Seems common place these days for bad neighbors to try and deface anothers property. Wonder what that woman thought she was gaining by killing off some trees, trying to lower the value of your home? Glad to hear you went about re planting them creatively.

As I stated I didn’t resort to the police initially and don’t think it’s the right course of action either. What should be done, which is what I did, is to either personally/anonymously contact the homeowner and try to resolve it, if that fails then you’re pretty much forced to contact the authorities as your personal efforts are being disregarded. Any reasonable officer is going to deal with the situation by the book unless they have a reason not to and you’re right about them wanting to be involved over neighbors fighting it out.

While true it could somewhat escalate their actions if the cops were called, this would mostly apply if the police were unable to effectively pin the culprits for their actions. This comes down to knowing the right time to call the police.

I’m sorry to hear you had to move due to bad neighbors, it’s a shame that moving is sometimes the best option and I feel that this is due to a failure of our current developed civilizations stance towards excessive noise in neighborhoods.

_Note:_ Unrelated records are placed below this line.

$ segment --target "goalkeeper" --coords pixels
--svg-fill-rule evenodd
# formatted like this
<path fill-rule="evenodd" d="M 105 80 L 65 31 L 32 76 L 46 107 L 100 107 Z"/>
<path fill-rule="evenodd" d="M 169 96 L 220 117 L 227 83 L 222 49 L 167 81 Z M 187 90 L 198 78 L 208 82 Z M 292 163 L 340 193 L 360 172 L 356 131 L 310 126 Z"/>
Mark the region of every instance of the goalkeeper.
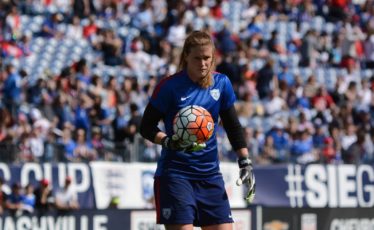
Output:
<path fill-rule="evenodd" d="M 231 230 L 233 219 L 219 169 L 216 129 L 204 144 L 183 143 L 173 135 L 173 118 L 185 106 L 207 109 L 215 126 L 221 118 L 238 155 L 238 185 L 249 186 L 246 199 L 254 198 L 252 162 L 239 123 L 234 90 L 229 78 L 213 72 L 215 47 L 206 32 L 194 31 L 186 39 L 179 72 L 163 79 L 144 111 L 141 135 L 162 145 L 154 181 L 157 223 L 168 230 Z M 158 128 L 163 121 L 165 132 Z"/>

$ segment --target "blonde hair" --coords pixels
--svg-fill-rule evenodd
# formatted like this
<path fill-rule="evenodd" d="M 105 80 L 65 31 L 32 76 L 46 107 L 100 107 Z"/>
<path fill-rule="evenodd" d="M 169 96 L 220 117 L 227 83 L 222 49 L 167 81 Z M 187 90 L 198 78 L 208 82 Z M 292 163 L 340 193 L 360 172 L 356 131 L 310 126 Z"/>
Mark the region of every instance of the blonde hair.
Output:
<path fill-rule="evenodd" d="M 208 88 L 213 82 L 212 72 L 214 69 L 216 59 L 214 55 L 215 54 L 214 42 L 211 36 L 207 32 L 193 31 L 192 33 L 188 35 L 188 37 L 186 38 L 186 41 L 184 42 L 182 53 L 180 55 L 178 70 L 182 71 L 187 68 L 186 57 L 191 52 L 192 48 L 197 47 L 197 46 L 205 46 L 205 45 L 210 45 L 213 48 L 212 49 L 212 65 L 210 66 L 210 69 L 207 75 L 203 79 L 201 79 L 201 81 L 198 82 L 198 84 L 203 88 Z"/>

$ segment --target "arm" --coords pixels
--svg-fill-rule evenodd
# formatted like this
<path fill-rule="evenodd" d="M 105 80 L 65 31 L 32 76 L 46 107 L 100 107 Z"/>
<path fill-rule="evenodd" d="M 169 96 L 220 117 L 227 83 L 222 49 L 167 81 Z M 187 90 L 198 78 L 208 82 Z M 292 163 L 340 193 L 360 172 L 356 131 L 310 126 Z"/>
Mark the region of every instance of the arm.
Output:
<path fill-rule="evenodd" d="M 205 148 L 205 143 L 188 143 L 187 145 L 176 135 L 168 137 L 166 133 L 162 132 L 158 127 L 158 122 L 164 117 L 164 115 L 158 111 L 154 106 L 148 104 L 145 108 L 143 118 L 140 124 L 140 134 L 147 140 L 152 141 L 155 144 L 162 145 L 163 148 L 172 151 L 186 151 L 194 152 Z"/>
<path fill-rule="evenodd" d="M 238 186 L 242 185 L 243 183 L 248 185 L 249 190 L 245 196 L 245 199 L 251 203 L 256 192 L 256 181 L 253 174 L 252 161 L 249 158 L 247 143 L 244 138 L 243 128 L 239 122 L 234 105 L 227 110 L 221 111 L 220 117 L 229 141 L 238 156 L 238 165 L 240 171 L 239 179 L 236 181 L 236 184 Z"/>
<path fill-rule="evenodd" d="M 148 104 L 140 123 L 140 134 L 155 144 L 161 144 L 161 140 L 166 137 L 166 133 L 158 128 L 158 122 L 162 118 L 163 114 L 151 104 Z"/>
<path fill-rule="evenodd" d="M 50 194 L 49 187 L 45 188 L 44 190 L 42 190 L 41 193 L 42 194 L 40 196 L 40 203 L 43 204 L 43 205 L 45 205 L 45 204 L 47 204 L 48 196 Z"/>
<path fill-rule="evenodd" d="M 219 115 L 222 119 L 223 127 L 225 128 L 230 144 L 235 150 L 238 158 L 249 157 L 243 127 L 239 122 L 235 106 L 232 105 L 229 109 L 221 111 Z"/>

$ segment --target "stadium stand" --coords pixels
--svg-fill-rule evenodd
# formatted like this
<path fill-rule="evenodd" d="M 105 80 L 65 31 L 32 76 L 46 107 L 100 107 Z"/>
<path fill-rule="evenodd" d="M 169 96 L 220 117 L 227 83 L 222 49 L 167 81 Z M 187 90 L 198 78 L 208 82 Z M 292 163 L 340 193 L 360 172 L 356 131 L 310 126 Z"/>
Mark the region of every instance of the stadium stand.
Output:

This is a great idea as it’s very concealable and only records when something is happening, would actually consider this over a cctv system.

You’re absolutely correct that vandalism is a crime and the contacting of police is appropriate for such misdeeds. To not contact them is the wrong choice to make because now your not creating a paper trail to use if future vandalism occurs.

Littering is most certainly a crime in most states and carries hefty fines. When someone is leaving used tampons and condoms that actually turns into a bio hazard, there’s kids that play on my street, what happens when they pick that stuff up and somehow get contact with it if these individuals had sexually transmitted diseases? The kill them with kindness route is something I feel isn’t just inappropriate to use against a toxic neighbor but is ineffective. You should start out being kind when you politely request that their excessive noise situation be addressed, if they take no action then that shows kindness has little effect on that type of personality.

This. Fines for littering are quite serious, it’s just that unless you’re chucking trash from your window in front of a cop it’s difficult to prove who left it.